Être associé à un voyou par Sylvain Lafrance, haut dirigeant d’une institution culturelle vénérable, de la société d’État canadienne, équivaut à se faire traiter de barbare, ce type vulgaire et de mauvais goût qui menace l’art, la culture et la civilisation par ignorance ou parce qu’il instrumentalise la culture pour défendre ses intérêts. Selon Hannah Arendt en effet, sans la faculté de jugement, sans une pensée politique fondée sur le désintéressement, sur une éthique soucieuse de sauvegarder une certaine permanence du monde, l’art et la culture sont pervertis, deviennent objet d’échange : « Le mot « culture » dérive [du latin] colère – cultiver, demeurer, prendre soin, entretenir, préserver – et renvoie primitivement au commerce de l’homme avec la nature, au sens de culture et d’entretien de la nature en vue de la rendre propre à l’habitation humaine. En tant que tel, il indique une attitude de tendre souci, et se tient en contraste marqué avec tous les efforts pour soumettre la nature à la domination de l’homme. » (La crise de la culture, 1972, p. 271)

Le barbare

Ce vocable de « voyou », pour le moins altier de la part de Sylvain Lafrance, ne manque ni d’affront ni d’ironie puisque lui-même reçut des injures semblables en 2002, quand la chaîne culturelle de Radio-Canada, après neuf semaines de lock-out – j’insiste –, déclencha la dernière phase de la réforme amorcée en 1994, pour accoucher de la radio que l’on connaît aujourd’hui, c’est-à-dire Espace musique, la radio dite de toutes les cultures. Cette opération sournoise, accompagnée de mises à pied brutales de réalisateurs et d’animateurs chevronnés, fut vertement dénoncée par des intellectuels et des artistes. On accusa avec raison la haute direction de R.-C. de trahir le mandat de la société d’État, de saboter la culture digne de ce nom, de recourir au prétexte fallacieux de la démocratisation de la culture alors qu’il s’agissait d’augmenter les cotes d’écoute en allégeant le contenu. La mission de la société d’État, relativement indépendante jusque-là des intérêts privés, devait plutôt résister à la logique marchande. Mais l’idée de Sylvain Lafrance était faite : « Nous ne voulons plus d’émissions culturelles à la chaîne culturelle mais des émissions d’information culturelle [2]. »

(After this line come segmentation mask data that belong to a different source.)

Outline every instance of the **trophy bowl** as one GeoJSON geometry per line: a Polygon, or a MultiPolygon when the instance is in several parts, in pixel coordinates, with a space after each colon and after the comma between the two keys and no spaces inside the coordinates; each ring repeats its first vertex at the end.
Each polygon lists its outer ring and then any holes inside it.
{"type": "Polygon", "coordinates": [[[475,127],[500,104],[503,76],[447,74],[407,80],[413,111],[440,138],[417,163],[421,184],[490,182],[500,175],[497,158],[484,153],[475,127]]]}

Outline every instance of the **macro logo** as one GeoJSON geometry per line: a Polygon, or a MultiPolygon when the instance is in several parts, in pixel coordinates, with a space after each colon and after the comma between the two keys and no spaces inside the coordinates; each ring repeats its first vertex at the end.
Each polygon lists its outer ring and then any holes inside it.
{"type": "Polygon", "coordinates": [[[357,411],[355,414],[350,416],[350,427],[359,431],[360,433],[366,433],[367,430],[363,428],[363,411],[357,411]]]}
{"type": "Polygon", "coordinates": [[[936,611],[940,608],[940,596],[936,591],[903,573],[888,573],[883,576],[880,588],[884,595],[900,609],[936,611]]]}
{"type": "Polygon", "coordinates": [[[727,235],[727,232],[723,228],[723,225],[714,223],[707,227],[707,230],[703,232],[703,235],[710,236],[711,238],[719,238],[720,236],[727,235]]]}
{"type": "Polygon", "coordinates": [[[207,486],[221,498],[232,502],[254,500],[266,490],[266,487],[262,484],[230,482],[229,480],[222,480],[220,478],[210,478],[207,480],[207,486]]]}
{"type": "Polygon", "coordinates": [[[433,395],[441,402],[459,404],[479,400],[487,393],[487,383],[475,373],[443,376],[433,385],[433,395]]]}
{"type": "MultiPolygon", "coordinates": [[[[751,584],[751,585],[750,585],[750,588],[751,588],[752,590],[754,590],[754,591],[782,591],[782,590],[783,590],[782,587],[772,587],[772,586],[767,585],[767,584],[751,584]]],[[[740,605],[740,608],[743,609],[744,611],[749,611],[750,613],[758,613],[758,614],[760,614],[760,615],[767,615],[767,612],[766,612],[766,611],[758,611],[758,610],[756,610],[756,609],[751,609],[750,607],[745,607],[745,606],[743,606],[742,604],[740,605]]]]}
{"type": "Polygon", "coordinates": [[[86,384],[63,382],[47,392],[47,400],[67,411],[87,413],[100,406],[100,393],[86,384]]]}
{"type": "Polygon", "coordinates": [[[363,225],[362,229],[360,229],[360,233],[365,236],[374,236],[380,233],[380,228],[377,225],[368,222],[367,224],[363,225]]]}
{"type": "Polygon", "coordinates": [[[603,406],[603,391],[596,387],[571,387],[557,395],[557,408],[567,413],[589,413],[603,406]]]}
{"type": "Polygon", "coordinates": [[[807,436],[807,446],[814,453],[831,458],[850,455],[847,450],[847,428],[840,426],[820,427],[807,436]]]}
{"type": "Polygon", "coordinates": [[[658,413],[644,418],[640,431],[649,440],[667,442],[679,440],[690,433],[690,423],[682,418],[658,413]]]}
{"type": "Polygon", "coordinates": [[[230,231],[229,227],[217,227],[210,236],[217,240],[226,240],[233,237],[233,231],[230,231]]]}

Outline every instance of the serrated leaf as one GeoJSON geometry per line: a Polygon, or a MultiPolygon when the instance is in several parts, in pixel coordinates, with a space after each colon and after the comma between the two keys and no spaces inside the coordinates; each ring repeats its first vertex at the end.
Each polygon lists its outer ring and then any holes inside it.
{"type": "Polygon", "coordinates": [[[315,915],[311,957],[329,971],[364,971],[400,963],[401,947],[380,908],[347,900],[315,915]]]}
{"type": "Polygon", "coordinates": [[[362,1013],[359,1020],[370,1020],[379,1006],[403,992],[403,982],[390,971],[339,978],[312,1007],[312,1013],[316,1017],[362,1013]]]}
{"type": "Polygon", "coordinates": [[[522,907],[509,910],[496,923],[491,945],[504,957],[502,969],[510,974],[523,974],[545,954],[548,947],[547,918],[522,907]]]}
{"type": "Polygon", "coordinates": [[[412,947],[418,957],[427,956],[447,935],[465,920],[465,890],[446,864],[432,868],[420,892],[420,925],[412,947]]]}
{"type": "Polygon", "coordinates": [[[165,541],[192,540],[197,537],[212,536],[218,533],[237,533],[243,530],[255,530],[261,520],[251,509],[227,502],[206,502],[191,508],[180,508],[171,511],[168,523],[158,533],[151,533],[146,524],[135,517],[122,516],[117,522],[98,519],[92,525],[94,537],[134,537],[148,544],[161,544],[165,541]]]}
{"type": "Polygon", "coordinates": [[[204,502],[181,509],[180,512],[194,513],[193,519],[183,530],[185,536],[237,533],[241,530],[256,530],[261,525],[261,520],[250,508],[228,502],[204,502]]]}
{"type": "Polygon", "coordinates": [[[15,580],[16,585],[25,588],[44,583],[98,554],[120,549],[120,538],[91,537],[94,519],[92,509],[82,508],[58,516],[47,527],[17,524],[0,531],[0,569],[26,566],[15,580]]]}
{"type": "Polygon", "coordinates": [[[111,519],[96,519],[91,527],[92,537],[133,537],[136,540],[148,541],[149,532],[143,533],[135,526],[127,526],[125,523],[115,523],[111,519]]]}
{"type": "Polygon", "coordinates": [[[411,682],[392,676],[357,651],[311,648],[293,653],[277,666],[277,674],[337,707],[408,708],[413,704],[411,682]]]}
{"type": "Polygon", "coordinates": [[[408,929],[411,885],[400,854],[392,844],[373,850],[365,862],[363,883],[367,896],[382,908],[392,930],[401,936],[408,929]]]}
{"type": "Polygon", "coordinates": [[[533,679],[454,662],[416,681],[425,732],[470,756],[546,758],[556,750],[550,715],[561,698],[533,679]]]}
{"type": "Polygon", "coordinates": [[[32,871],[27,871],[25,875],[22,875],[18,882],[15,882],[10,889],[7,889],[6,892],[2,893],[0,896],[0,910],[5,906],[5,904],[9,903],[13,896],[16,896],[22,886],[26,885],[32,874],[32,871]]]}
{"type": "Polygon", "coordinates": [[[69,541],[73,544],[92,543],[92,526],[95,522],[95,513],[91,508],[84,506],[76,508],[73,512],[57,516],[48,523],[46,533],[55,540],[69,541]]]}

En avant sur les barricades, Jean Larose brandit alors dans un article inspiré l’imposture culturelle et démagogique incarnée par le tandem Lafrance-Rabinovitch, l’ignorance et la « technolâtrie » dirigeantes, autant dire la barbarie (Le Devoir, 23 juin 2002). Plusieurs voix se joignirent à la sienne, en vain ; et un peu plus chaque jour, on voit se dissoudre la programmation dans le marketing culturel, stratégie de communication fondée sur la séduction de publics cibles (consommateurs de produits culturels), plutôt que sur la mise en valeur auprès du plus grand nombre de cette attitude de tendre souci dont parle H. Arendt, en contraste marqué avec tous les efforts pour soumettre la nature à la domination de l’homme. Signe du renforcement de la domination par le marketing, Radio-Canada vient d’embaucher Patrick Beauduin à la direction de sa radio, un publicitaire de renom (Le Devoir, 23 octobre 2010).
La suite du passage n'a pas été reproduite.